30 von 56 Brunnen im Landkreis Oldenburg verstoßen gegen den Grenzwert

Keine Trendwende beim Nitrat in Sicht

Ein Techniker nimmt eine Grundwasserprobe, die im Labor überprüft werden soll. - Archivfoto: dpa

Wildeshausen - Von Ove Bornholt. Die Belastung des Grundwassers im Landkreis Oldenburg mit Nitrat ist nach wie vor besorgniserregend. In 30 von 56 getesteten Brunnen wurde im vergangenen Jahr der Grenzwert von 50 Milligramm pro Liter (mg/l) überschritten. Eine Trendwende ist nicht in Sicht. Die aktuellen Werte wurden am Dienstagabend während der Sitzung des Umwelt- und Abfallwirtschaftsausschusses im Kreishaus vorgestellt.
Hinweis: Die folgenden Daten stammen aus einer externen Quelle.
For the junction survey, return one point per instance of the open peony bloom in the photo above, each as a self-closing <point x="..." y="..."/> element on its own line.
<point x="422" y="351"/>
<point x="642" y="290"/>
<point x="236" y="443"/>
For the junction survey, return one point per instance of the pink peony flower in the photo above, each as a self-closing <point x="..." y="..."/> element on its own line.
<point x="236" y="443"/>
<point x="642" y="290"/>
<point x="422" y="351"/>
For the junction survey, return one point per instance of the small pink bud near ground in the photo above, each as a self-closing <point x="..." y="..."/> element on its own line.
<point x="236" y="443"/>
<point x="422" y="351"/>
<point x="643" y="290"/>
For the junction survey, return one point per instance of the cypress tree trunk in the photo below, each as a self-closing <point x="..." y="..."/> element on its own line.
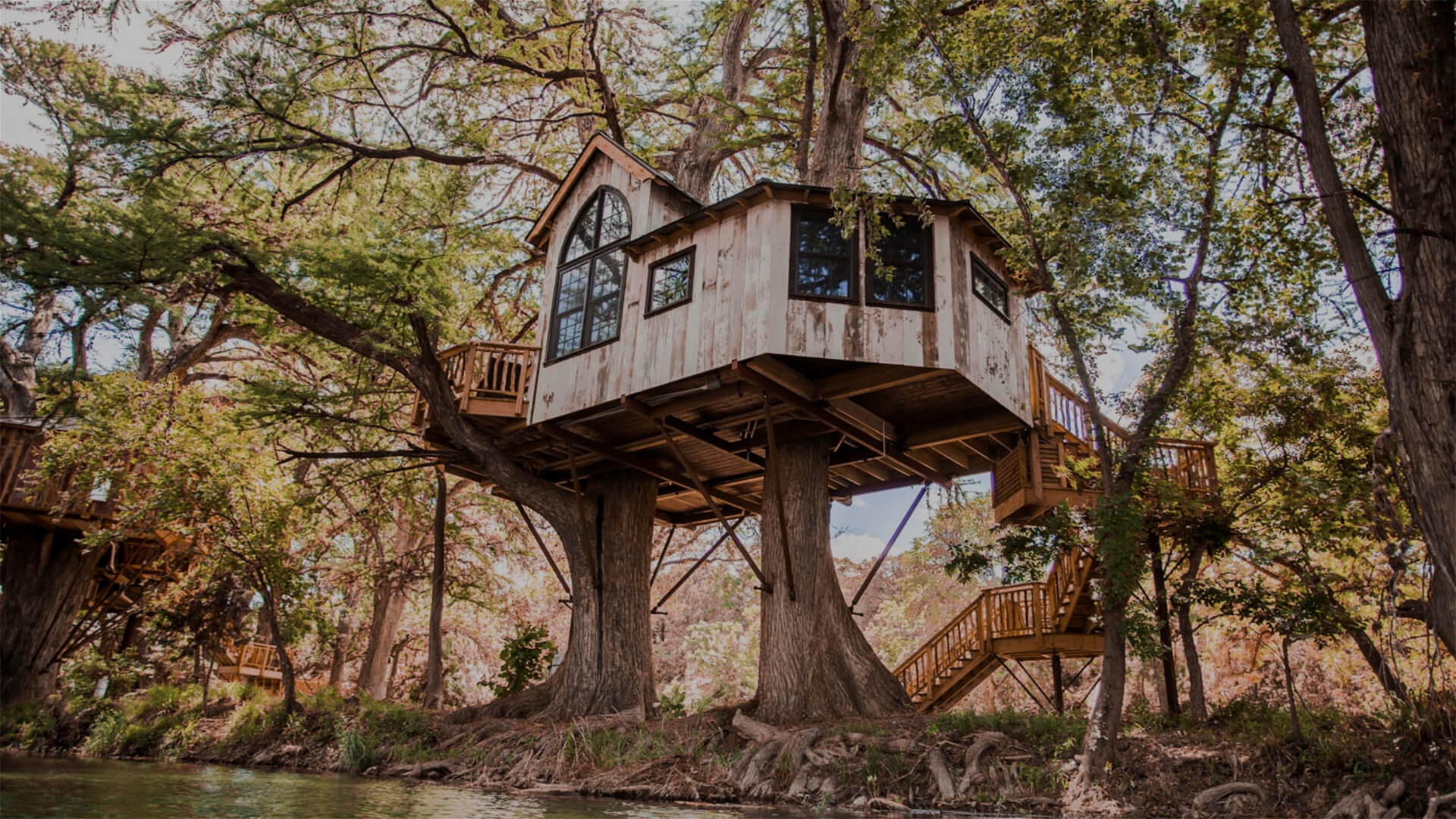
<point x="389" y="608"/>
<point x="1106" y="719"/>
<point x="609" y="654"/>
<point x="813" y="661"/>
<point x="435" y="662"/>
<point x="46" y="576"/>
<point x="1165" y="632"/>
<point x="1197" y="707"/>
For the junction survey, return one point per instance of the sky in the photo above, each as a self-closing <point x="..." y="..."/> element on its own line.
<point x="859" y="531"/>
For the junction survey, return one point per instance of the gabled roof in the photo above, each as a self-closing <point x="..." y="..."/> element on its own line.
<point x="603" y="145"/>
<point x="769" y="190"/>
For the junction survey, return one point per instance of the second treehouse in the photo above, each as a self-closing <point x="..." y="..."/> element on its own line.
<point x="692" y="341"/>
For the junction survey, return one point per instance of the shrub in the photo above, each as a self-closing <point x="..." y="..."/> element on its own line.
<point x="673" y="703"/>
<point x="525" y="657"/>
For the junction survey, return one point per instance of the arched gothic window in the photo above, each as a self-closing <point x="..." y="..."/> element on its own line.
<point x="587" y="309"/>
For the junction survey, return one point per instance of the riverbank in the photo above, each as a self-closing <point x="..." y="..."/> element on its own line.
<point x="1005" y="763"/>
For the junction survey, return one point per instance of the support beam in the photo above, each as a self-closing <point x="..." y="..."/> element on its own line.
<point x="708" y="554"/>
<point x="836" y="423"/>
<point x="545" y="551"/>
<point x="886" y="551"/>
<point x="718" y="512"/>
<point x="778" y="496"/>
<point x="642" y="465"/>
<point x="658" y="567"/>
<point x="870" y="378"/>
<point x="696" y="433"/>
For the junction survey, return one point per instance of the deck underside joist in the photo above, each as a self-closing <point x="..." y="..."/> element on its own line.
<point x="890" y="426"/>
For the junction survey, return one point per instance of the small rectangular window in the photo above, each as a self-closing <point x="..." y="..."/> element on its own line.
<point x="670" y="281"/>
<point x="990" y="289"/>
<point x="823" y="260"/>
<point x="903" y="271"/>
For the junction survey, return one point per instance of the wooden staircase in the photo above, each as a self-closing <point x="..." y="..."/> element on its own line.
<point x="1053" y="463"/>
<point x="1022" y="621"/>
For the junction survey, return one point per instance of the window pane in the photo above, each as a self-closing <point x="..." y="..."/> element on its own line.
<point x="606" y="275"/>
<point x="573" y="289"/>
<point x="990" y="289"/>
<point x="672" y="281"/>
<point x="568" y="334"/>
<point x="817" y="276"/>
<point x="584" y="234"/>
<point x="604" y="315"/>
<point x="900" y="271"/>
<point x="899" y="283"/>
<point x="819" y="235"/>
<point x="615" y="223"/>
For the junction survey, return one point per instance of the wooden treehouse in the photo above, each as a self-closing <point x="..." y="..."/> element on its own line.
<point x="128" y="569"/>
<point x="258" y="664"/>
<point x="688" y="340"/>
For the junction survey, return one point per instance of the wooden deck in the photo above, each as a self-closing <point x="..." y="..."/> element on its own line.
<point x="258" y="664"/>
<point x="1057" y="458"/>
<point x="1028" y="621"/>
<point x="894" y="426"/>
<point x="128" y="569"/>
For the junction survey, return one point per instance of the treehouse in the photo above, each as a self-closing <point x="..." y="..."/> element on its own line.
<point x="685" y="340"/>
<point x="44" y="519"/>
<point x="691" y="340"/>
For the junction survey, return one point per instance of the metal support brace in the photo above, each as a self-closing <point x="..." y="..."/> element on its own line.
<point x="683" y="579"/>
<point x="778" y="493"/>
<point x="667" y="542"/>
<point x="545" y="551"/>
<point x="712" y="504"/>
<point x="886" y="551"/>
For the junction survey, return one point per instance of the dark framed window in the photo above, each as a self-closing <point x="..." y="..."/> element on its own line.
<point x="990" y="289"/>
<point x="587" y="309"/>
<point x="670" y="281"/>
<point x="823" y="262"/>
<point x="903" y="270"/>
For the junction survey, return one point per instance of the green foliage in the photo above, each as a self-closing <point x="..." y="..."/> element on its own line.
<point x="673" y="703"/>
<point x="27" y="725"/>
<point x="1046" y="730"/>
<point x="525" y="657"/>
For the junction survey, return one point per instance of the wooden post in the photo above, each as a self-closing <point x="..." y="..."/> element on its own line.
<point x="1057" y="692"/>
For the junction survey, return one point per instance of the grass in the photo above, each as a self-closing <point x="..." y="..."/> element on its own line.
<point x="1063" y="733"/>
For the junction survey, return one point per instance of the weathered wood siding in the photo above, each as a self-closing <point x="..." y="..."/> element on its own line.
<point x="742" y="308"/>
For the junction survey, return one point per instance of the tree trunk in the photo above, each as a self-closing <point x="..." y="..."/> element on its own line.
<point x="1413" y="67"/>
<point x="290" y="689"/>
<point x="44" y="576"/>
<point x="1372" y="654"/>
<point x="1106" y="717"/>
<point x="1289" y="691"/>
<point x="609" y="653"/>
<point x="1165" y="632"/>
<point x="341" y="642"/>
<point x="814" y="664"/>
<point x="1197" y="707"/>
<point x="435" y="662"/>
<point x="836" y="155"/>
<point x="389" y="608"/>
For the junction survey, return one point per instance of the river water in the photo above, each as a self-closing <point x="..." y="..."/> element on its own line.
<point x="95" y="789"/>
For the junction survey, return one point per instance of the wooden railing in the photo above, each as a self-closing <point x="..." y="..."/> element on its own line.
<point x="20" y="450"/>
<point x="1006" y="611"/>
<point x="488" y="378"/>
<point x="1060" y="410"/>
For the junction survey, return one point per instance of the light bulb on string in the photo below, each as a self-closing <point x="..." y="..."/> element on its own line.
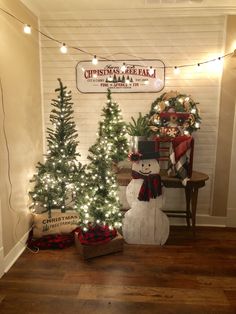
<point x="27" y="29"/>
<point x="176" y="70"/>
<point x="95" y="60"/>
<point x="63" y="48"/>
<point x="198" y="67"/>
<point x="123" y="67"/>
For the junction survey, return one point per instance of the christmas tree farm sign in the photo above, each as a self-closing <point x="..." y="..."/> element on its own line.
<point x="123" y="76"/>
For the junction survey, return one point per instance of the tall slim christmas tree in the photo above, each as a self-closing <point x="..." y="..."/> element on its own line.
<point x="101" y="206"/>
<point x="113" y="129"/>
<point x="60" y="178"/>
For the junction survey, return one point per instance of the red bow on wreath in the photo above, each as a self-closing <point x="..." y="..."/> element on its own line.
<point x="151" y="187"/>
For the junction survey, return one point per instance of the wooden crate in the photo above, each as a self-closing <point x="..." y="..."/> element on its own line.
<point x="90" y="251"/>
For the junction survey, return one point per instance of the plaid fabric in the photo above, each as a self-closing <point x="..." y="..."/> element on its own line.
<point x="151" y="187"/>
<point x="96" y="235"/>
<point x="180" y="150"/>
<point x="53" y="241"/>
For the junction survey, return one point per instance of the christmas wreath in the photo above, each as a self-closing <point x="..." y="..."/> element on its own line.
<point x="173" y="114"/>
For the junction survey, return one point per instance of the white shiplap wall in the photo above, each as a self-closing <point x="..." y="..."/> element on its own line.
<point x="121" y="34"/>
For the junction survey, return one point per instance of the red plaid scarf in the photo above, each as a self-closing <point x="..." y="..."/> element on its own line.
<point x="151" y="187"/>
<point x="96" y="235"/>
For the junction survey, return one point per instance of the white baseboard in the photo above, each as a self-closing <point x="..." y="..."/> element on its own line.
<point x="15" y="252"/>
<point x="231" y="217"/>
<point x="1" y="262"/>
<point x="201" y="220"/>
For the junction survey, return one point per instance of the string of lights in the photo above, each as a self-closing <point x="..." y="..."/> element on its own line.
<point x="64" y="49"/>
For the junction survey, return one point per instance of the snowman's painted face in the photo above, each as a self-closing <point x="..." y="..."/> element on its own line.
<point x="146" y="167"/>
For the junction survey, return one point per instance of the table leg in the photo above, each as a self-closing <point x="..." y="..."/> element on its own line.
<point x="188" y="195"/>
<point x="194" y="206"/>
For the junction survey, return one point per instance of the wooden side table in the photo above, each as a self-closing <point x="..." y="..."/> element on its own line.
<point x="197" y="181"/>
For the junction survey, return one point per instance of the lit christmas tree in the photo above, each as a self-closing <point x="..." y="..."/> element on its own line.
<point x="55" y="186"/>
<point x="113" y="129"/>
<point x="100" y="206"/>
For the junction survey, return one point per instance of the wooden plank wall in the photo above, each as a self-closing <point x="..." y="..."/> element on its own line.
<point x="123" y="35"/>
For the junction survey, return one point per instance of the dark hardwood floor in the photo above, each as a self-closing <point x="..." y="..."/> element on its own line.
<point x="187" y="275"/>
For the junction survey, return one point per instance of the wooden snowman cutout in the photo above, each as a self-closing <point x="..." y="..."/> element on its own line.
<point x="144" y="222"/>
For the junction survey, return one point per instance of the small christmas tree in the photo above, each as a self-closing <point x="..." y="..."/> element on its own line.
<point x="55" y="186"/>
<point x="101" y="207"/>
<point x="113" y="129"/>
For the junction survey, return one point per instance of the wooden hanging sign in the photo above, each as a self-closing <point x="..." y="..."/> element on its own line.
<point x="121" y="76"/>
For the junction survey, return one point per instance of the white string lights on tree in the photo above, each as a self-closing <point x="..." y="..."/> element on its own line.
<point x="64" y="49"/>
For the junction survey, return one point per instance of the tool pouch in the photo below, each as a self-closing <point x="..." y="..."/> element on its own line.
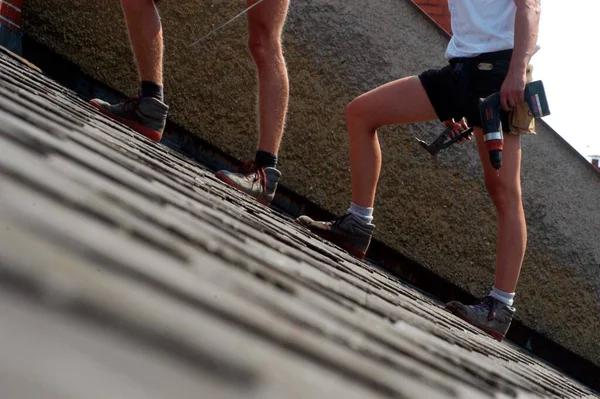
<point x="520" y="118"/>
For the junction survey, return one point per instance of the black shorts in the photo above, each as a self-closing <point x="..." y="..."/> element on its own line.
<point x="455" y="90"/>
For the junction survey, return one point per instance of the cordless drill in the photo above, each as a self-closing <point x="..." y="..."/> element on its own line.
<point x="490" y="108"/>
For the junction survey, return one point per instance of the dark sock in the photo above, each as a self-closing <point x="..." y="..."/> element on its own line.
<point x="151" y="89"/>
<point x="265" y="159"/>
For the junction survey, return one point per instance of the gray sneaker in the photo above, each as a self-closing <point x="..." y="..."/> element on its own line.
<point x="348" y="231"/>
<point x="257" y="182"/>
<point x="146" y="115"/>
<point x="491" y="315"/>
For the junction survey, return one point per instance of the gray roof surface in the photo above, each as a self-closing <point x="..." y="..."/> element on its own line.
<point x="127" y="270"/>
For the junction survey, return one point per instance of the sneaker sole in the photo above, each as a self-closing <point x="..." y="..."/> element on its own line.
<point x="138" y="127"/>
<point x="238" y="188"/>
<point x="495" y="334"/>
<point x="334" y="239"/>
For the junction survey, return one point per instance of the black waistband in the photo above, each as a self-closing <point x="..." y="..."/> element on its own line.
<point x="493" y="57"/>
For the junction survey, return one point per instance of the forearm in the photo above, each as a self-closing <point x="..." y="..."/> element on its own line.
<point x="526" y="33"/>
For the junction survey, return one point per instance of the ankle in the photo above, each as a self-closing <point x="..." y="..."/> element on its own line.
<point x="152" y="89"/>
<point x="365" y="214"/>
<point x="506" y="298"/>
<point x="265" y="159"/>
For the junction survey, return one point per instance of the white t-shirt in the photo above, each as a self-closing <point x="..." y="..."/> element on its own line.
<point x="481" y="26"/>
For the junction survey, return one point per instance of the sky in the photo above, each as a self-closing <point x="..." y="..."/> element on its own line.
<point x="566" y="63"/>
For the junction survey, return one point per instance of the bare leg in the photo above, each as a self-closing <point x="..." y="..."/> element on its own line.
<point x="265" y="25"/>
<point x="505" y="191"/>
<point x="398" y="102"/>
<point x="145" y="34"/>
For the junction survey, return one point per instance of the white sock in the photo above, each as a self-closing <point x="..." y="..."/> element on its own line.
<point x="505" y="297"/>
<point x="366" y="214"/>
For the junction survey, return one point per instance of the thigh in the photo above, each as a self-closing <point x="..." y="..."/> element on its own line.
<point x="270" y="15"/>
<point x="510" y="172"/>
<point x="398" y="102"/>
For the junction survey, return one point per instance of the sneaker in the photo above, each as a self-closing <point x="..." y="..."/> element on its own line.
<point x="349" y="232"/>
<point x="491" y="315"/>
<point x="257" y="182"/>
<point x="146" y="115"/>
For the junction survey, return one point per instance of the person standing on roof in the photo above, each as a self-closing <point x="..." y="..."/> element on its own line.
<point x="492" y="44"/>
<point x="147" y="113"/>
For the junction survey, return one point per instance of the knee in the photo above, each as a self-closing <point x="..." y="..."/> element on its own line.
<point x="357" y="112"/>
<point x="506" y="196"/>
<point x="264" y="44"/>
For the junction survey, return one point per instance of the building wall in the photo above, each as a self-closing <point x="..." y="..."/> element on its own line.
<point x="433" y="210"/>
<point x="10" y="25"/>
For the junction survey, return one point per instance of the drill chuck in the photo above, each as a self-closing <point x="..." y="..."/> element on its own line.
<point x="494" y="143"/>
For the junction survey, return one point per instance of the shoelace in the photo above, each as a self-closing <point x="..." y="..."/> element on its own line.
<point x="131" y="104"/>
<point x="249" y="168"/>
<point x="490" y="304"/>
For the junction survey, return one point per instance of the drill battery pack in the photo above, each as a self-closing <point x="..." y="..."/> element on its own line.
<point x="521" y="118"/>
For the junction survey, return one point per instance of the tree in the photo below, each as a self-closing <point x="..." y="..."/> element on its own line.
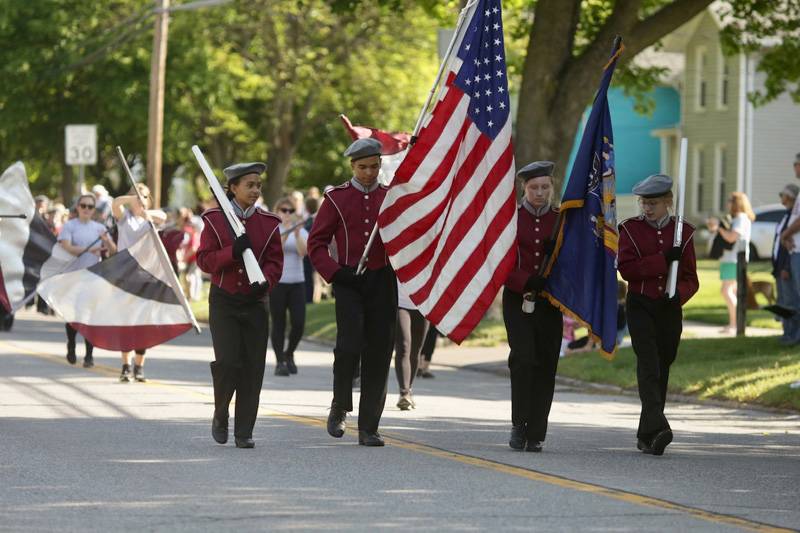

Angesichts der Informationen platzte Andrea Oefler (SPD/Großenkneten) der Kragen: „Die gesamten Nitratwerte sind nicht tolerierbar. Aufgeschlossenheit bei den Landwirten hin oder her.“ Zuvor hatte Gerrit Finke vom Landkreis berichtet, dass die Bauern im Umfeld der stark belasteten Brunnen durchaus gesprächsbereit gewesen seien. Gemeinhin gelten die Landwirte durch das Ausbringen von Mineraldünger als Haupt-, wenn auch nicht alleinige Verursacher des zu hohen Nitratgehalts im Grundwasser.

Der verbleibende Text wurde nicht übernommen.